O Orange, do Jon Spencer, é capaz de ter uma das melhores entradas de sempre da história do rock’n’roll. Começa com uma malha de guitarra e bateria com um violino por cima e vai demorando-se até que, no seu modo de pregador desvairado, ouve-se thank you very much, ladies and gentlemen, right now I got to tell you about the fabulous (pausa) most groovy (pausa ainda maior) Bellbottoms! E a partir daqui é sempre a partir durante mais 3 minutos. É uma das melhores aberturas da história do rock’n’roll e agora é também uma das melhores aberturas de sempre de um filme, graças a Baby Driver – Alta Velocidade, que arranca com um assalto ao som do Bellbottoms.

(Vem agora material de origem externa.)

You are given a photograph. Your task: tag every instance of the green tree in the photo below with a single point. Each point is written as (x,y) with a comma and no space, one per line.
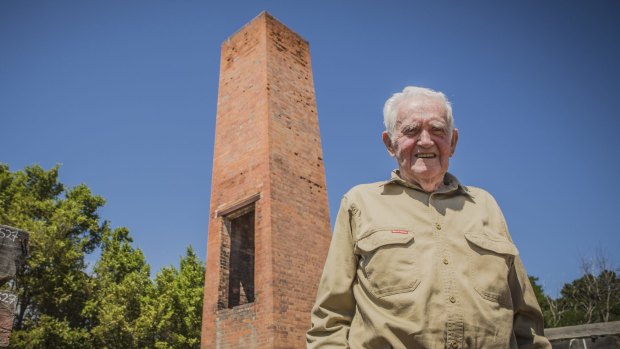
(61,305)
(122,286)
(53,286)
(176,307)
(592,298)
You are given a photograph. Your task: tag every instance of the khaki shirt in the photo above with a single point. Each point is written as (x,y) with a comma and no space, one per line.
(410,269)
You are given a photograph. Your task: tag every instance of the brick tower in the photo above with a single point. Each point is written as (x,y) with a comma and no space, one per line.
(269,226)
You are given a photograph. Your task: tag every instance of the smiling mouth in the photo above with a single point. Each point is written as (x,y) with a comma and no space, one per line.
(425,155)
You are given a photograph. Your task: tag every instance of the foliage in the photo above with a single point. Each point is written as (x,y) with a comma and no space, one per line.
(176,308)
(53,286)
(122,286)
(594,297)
(117,304)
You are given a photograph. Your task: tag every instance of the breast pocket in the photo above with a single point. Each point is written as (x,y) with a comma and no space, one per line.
(386,263)
(491,259)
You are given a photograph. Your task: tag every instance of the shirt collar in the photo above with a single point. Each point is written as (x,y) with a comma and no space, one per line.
(451,184)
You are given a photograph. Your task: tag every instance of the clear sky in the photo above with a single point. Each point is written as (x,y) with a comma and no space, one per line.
(123,95)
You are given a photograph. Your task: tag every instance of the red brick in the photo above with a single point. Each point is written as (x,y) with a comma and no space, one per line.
(267,142)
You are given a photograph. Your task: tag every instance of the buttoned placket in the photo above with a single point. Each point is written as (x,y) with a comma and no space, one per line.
(454,325)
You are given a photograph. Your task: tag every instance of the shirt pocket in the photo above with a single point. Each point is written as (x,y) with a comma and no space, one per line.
(386,263)
(490,261)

A música sempre teve um papel fundamental nos filmes de Edgar Wright, especialmente no último Scott Pilgrim Contra o Mundo, mas nunca teve uma relação umbilical com o próprio argumento como em Baby Driver – Alta Velocidade. É que aqui, Ansel Elgort (o Baby do título, que é condutor de assaltos) tem um tinido constante nos ouvidos por causa dum acidente que teve quando era criança e passa o filme de fones, com um iPod diferente para cada situação do dia. E a banda-sonora do filme é quase sempre diagética, acompanhando a acção e as personagens. Não vamos falar da cena com o Brighton Rock, até porque os Queen já tinham tido um highlight em Shaun of the Dead (aquele filme em que me recuso a utilizar o subtítulo português); vamos antes falar dum longo e genial plano sequência com o Harlem Shuffle do Bob & Earl (que os Stones gravaram uma versão naquele desastre que é o Black and Blue), que há de ficar como um dos grandes momentos do próprio Wright.
Depois de Pulp Fiction pensava-se que não era possível um filme ter mais estilo. Mas isso foi ate chegar Edgar Wright, primeiro em Scott Pilgrim Contra o Mundo e agora com Baby Driver – Alta Velocidade, em que cada momento é altamente estilizado e iconográfico. Não é por acaso que o filme vai buscar todo o imaginário dos anos 50 (as roupas, os carros, a própria música (toda a banda-sonora é uma jukebox de soul, stax e doo-wop))… Também o argumento não podia ser mais clássico: boy meets girl e fogem os dois pelo alcatrão fora, de carro, em direcção ao pôr-do-sol. O problema é que Baby, o tal condutor exímio de assaltos, tem um último trabalho a fazer para Kevin Spacey antes de poder deixar tudo e bazar com o love of your life. E se esse trabalho é arriscado, ter na equipa o volátil Jamie Foxx também não ajuda.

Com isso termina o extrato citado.